Peki, ilâhî huzura çıktığımızda ne yapacağız, hiç düşündük mü?
Üstelik, O, bize, kaç defa, “hiç düşündünüz mü?” veya “aklınızı kullanın” diye îkazda da bulunmuştur.
Nice kişiler gördüm ki, kalp veya beyin ameliyatı geçirmişler...Perhize hiç riâyet etmiyorlar...İşin tuhafı, ilâçlarını da tavsiye edilen şekilde kullanmıyorlar!.
Efelik de taslıyorlar hani...Peki, hiç, ahlâkî perhiz gerekmez mi?
Bu da, ne demektir, demeyin!..Bu; biraz utanma, biraz sıkılma, biraz arlanma demektir!..
Bâzıları diyorlar ki: ”Atın ölümü arpadan olsun!..Nasıl olsa ölmeyecek miyiz?”
Çok rastladım ve mübalâğa etmiyorum!..”Atın ölümü arpadan olsun” MUŞ!..
Vay be!..Ne kabadayı adamlar var MIŞ!!! Ayıp şey!..
Birkaç gün, birkaç hafta veya ay sonra kapısında bir cankurtaran...
-Ne olmuş, kim hasta?
-Filânca dayı/amca/teyze/hala!..
Daha ziyâde erkekler!..En kabadayı onlar!..
Sonra?!
Doğru âcil servise... Ya, daha sonra?
“-Aman, Doktor Bey, sen bilirsin!..N’olur bir çâre!..Kurbanın olurum!..”
Kızılca kıyamet kopar, hastahâne koridorları alt-üst, hâne halkı perîşân olur!..
Ardından!..Ahlar, vahlar, keşkeler, dizilir sıra sıra!..
Ne yapsın Doktor Bey?!
Tek istikamet var: O da, yoğun bakım!..
Birkaç gün sonra ise, mecbûrî istikamet olan morgun bir müşterisi daha hazırdır!..
Nihâyet…
İmam Efendi, “Er kişi niyetine!” dedikten sonra da kabir hayatı ve ebedî yolculuk başlar!..
Eeehh!
Atın ölümü arpadan ise, bu da, böyle!..Haydi güle güle!..Yolun açık olsun dayı/amca/teyze/hala!..İyi yolculuklar!..

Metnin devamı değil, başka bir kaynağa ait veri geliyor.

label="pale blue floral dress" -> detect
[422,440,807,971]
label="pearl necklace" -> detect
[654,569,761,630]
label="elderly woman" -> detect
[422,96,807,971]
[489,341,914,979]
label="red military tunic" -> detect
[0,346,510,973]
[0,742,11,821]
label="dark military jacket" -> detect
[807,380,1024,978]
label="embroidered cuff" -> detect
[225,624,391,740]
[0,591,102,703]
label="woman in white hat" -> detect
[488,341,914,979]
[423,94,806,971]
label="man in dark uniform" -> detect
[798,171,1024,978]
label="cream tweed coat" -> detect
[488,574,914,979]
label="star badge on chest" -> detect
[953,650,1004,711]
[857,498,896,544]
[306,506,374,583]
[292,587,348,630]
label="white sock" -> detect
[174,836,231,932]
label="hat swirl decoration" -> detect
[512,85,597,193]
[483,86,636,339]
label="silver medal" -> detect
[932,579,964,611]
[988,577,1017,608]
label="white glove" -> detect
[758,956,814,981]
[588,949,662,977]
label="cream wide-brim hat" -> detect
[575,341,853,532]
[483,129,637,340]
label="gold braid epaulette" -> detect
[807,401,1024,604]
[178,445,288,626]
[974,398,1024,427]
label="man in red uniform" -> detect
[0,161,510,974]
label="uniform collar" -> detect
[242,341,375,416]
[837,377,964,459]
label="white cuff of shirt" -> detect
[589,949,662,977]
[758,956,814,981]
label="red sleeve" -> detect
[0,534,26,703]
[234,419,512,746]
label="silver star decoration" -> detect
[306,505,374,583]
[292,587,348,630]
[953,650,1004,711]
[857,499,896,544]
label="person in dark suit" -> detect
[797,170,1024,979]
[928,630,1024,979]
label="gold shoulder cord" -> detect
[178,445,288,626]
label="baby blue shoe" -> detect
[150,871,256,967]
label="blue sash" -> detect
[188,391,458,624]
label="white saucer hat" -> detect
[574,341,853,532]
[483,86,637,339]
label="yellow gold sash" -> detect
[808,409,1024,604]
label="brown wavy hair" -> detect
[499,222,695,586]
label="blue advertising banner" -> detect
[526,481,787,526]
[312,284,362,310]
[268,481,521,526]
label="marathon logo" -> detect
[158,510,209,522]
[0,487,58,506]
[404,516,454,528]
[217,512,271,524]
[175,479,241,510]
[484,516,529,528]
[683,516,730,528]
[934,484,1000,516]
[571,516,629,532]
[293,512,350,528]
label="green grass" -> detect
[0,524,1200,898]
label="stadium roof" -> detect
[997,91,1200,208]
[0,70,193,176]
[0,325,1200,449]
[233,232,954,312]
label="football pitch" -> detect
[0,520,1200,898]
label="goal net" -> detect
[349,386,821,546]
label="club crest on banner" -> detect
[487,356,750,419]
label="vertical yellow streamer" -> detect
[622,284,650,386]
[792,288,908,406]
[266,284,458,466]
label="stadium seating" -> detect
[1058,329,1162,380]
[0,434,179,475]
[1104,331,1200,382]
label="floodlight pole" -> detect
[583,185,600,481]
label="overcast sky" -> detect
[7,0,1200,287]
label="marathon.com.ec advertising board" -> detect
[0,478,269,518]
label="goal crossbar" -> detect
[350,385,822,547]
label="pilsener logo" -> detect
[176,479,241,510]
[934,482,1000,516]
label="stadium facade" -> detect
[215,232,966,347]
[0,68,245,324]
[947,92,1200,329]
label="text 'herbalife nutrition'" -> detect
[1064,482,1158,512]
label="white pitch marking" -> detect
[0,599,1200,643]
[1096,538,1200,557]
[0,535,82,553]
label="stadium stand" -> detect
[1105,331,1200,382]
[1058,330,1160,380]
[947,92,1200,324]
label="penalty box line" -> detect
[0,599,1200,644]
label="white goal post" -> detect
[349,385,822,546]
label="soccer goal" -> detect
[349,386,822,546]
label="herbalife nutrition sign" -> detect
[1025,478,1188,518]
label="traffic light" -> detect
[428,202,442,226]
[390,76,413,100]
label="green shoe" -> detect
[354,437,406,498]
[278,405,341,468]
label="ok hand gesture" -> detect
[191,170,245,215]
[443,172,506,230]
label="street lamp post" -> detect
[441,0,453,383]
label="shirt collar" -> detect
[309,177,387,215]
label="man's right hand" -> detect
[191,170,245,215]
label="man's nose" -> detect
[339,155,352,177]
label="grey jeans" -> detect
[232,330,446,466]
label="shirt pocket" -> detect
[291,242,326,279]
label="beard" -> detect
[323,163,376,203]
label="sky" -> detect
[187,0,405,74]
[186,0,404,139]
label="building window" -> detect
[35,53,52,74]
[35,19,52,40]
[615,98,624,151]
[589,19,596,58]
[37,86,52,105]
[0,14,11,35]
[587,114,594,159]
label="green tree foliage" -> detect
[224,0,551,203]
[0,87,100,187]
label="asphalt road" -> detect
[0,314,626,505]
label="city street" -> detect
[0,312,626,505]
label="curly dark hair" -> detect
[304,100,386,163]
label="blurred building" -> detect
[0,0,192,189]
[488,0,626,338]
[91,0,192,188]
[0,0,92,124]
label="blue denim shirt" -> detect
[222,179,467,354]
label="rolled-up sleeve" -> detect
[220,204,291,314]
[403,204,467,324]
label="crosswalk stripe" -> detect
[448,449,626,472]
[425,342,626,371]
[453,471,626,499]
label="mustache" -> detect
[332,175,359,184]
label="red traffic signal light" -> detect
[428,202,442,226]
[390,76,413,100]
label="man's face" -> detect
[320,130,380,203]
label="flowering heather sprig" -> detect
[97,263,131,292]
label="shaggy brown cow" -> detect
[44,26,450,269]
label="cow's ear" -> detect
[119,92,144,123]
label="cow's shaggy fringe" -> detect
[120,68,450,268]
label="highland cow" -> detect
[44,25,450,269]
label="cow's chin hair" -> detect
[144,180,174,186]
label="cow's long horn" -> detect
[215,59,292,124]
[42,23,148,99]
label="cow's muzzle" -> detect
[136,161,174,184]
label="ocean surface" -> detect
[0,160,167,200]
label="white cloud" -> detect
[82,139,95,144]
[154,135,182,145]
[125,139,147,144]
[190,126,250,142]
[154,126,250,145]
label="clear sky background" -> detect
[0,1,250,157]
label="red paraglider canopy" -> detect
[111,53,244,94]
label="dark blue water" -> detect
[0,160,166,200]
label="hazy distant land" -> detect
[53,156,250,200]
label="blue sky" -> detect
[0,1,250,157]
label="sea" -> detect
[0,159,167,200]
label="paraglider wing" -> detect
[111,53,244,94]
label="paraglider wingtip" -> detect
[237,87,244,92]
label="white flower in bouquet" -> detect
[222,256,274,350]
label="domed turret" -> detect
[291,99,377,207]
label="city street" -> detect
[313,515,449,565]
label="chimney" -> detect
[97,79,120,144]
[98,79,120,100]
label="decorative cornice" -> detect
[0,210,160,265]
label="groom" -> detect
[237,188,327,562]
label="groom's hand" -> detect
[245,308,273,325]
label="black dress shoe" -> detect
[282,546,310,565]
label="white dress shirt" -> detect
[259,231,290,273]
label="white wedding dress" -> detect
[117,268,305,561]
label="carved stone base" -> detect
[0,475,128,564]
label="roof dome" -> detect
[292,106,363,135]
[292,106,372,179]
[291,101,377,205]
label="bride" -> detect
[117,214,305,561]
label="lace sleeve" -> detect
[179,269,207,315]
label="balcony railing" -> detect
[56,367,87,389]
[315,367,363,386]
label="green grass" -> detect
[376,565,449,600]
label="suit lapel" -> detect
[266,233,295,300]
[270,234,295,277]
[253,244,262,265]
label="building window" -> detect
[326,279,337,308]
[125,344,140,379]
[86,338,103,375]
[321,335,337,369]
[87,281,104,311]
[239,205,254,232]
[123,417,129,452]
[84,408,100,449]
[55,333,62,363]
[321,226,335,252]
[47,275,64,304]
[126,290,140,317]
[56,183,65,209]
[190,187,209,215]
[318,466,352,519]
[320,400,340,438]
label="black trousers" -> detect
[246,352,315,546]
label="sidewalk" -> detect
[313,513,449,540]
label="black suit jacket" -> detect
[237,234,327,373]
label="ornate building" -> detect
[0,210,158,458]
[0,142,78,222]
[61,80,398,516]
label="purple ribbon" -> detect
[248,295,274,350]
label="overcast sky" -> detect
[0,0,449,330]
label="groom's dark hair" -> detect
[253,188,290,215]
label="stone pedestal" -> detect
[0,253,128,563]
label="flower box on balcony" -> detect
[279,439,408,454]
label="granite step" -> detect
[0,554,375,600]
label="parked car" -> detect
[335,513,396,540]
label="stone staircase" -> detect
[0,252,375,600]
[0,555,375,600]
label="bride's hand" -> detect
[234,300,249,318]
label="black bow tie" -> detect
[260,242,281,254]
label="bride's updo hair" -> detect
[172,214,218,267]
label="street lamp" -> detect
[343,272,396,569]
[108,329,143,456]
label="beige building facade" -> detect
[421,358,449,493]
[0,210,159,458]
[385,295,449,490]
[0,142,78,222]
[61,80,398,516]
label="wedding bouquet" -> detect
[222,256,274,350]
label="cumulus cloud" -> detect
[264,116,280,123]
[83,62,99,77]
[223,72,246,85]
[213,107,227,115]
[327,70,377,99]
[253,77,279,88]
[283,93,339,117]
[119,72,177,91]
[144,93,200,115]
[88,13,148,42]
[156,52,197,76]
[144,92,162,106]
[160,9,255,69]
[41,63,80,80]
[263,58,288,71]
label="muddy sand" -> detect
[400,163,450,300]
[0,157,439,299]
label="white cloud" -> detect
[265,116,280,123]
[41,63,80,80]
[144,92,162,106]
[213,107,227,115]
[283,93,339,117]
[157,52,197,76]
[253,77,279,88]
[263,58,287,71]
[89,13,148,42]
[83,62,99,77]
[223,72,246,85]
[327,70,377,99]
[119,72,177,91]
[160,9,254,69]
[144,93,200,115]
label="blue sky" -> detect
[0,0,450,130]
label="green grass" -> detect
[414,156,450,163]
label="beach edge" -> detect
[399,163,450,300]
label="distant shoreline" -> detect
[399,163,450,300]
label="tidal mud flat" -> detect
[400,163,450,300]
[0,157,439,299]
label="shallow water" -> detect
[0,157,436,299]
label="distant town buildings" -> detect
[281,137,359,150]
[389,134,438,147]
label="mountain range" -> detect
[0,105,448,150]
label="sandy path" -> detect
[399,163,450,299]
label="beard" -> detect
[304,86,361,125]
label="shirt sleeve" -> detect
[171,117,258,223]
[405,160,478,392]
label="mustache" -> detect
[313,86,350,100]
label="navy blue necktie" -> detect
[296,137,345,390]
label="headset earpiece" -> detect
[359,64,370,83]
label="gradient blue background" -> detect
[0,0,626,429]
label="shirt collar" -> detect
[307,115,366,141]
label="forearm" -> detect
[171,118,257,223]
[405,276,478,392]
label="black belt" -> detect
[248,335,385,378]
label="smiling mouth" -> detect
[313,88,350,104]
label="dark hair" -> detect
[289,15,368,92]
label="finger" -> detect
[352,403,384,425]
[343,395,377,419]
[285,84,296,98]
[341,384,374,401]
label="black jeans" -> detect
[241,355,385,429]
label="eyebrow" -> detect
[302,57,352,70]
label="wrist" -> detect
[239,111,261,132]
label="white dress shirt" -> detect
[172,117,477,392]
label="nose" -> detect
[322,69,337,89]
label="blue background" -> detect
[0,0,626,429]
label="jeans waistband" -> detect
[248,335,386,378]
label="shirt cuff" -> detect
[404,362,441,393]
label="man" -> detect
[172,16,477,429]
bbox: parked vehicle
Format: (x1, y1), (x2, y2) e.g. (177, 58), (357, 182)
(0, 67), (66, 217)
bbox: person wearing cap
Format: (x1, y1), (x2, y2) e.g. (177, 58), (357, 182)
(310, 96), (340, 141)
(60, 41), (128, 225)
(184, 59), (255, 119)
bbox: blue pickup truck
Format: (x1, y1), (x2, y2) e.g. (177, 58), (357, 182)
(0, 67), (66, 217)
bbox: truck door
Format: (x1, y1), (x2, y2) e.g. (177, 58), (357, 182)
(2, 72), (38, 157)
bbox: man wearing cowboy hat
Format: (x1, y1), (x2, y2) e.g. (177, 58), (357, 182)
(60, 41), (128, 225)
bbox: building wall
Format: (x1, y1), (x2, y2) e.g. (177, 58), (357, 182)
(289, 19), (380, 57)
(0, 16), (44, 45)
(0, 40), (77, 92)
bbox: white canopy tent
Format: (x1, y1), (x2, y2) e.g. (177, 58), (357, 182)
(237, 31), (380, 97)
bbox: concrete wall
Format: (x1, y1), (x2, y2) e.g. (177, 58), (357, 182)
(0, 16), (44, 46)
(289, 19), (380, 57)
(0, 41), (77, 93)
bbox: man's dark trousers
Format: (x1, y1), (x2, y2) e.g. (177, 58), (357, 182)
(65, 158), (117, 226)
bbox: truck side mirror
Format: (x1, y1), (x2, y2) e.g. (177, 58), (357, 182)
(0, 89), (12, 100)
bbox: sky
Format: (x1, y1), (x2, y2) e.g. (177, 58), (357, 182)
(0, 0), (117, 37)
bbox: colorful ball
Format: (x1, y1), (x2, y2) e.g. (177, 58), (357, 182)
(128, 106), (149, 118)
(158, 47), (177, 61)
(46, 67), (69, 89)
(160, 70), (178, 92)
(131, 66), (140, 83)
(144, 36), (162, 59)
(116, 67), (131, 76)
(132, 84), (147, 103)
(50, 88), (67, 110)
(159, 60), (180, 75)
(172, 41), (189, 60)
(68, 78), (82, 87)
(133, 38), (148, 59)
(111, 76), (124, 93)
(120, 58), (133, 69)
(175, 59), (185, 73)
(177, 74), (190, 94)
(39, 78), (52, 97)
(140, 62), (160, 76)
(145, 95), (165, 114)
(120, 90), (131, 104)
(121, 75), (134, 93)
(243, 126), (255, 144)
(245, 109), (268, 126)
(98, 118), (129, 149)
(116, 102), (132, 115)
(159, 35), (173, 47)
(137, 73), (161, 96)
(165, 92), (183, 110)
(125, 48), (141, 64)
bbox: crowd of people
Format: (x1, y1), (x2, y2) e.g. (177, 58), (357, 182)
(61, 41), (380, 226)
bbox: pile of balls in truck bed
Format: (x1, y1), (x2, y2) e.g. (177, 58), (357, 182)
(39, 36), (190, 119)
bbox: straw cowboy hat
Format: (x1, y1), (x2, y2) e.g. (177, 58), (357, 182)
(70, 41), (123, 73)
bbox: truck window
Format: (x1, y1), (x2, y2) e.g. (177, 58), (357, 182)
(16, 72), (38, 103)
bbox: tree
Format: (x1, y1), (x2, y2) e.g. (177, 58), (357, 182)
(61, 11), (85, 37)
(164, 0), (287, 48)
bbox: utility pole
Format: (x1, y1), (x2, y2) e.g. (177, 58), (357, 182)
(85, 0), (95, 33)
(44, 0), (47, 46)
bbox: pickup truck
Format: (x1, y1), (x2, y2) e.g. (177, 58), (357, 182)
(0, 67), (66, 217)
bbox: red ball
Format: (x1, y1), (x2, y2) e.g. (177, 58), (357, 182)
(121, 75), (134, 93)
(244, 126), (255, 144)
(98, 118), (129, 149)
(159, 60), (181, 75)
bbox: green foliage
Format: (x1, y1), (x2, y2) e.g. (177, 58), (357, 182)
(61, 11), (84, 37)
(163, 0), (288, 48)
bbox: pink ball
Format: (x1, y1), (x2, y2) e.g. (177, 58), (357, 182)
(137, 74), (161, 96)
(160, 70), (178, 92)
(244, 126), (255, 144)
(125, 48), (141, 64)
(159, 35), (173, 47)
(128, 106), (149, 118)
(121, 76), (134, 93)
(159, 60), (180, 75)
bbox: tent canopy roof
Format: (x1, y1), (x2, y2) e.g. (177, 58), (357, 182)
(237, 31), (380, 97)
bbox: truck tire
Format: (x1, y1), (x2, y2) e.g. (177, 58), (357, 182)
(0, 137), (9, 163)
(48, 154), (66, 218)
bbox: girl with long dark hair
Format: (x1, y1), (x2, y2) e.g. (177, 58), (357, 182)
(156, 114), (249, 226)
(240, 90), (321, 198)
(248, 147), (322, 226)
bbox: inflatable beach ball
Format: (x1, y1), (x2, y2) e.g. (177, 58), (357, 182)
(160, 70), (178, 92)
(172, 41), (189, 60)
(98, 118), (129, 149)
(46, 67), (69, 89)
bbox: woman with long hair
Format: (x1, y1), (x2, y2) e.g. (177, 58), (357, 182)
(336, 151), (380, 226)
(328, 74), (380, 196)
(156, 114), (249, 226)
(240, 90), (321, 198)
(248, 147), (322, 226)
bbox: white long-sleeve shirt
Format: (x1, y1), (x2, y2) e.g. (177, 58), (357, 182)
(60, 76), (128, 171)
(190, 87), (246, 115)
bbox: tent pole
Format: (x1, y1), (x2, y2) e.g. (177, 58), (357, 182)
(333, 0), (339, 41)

“İnnâ lillâhi ve innâ ileyhi râci’ûn”
Herkes, kendi derdinin peşinde...Bense, kendiminkinin!..
O, önde; ben, arkada!..Baştâcım!..
Kendime nasihati de ihmâl etmiyorum…Aslâ!..
Diyorum ki: Sakın ha, derdi, dert edinme, çünkü, derdini daha da azdırırsın!..
O, önden gitsin; sen, peşinden!..Hattâ…
Ziyânı yok, gitsin de nereden giderse gitsin!..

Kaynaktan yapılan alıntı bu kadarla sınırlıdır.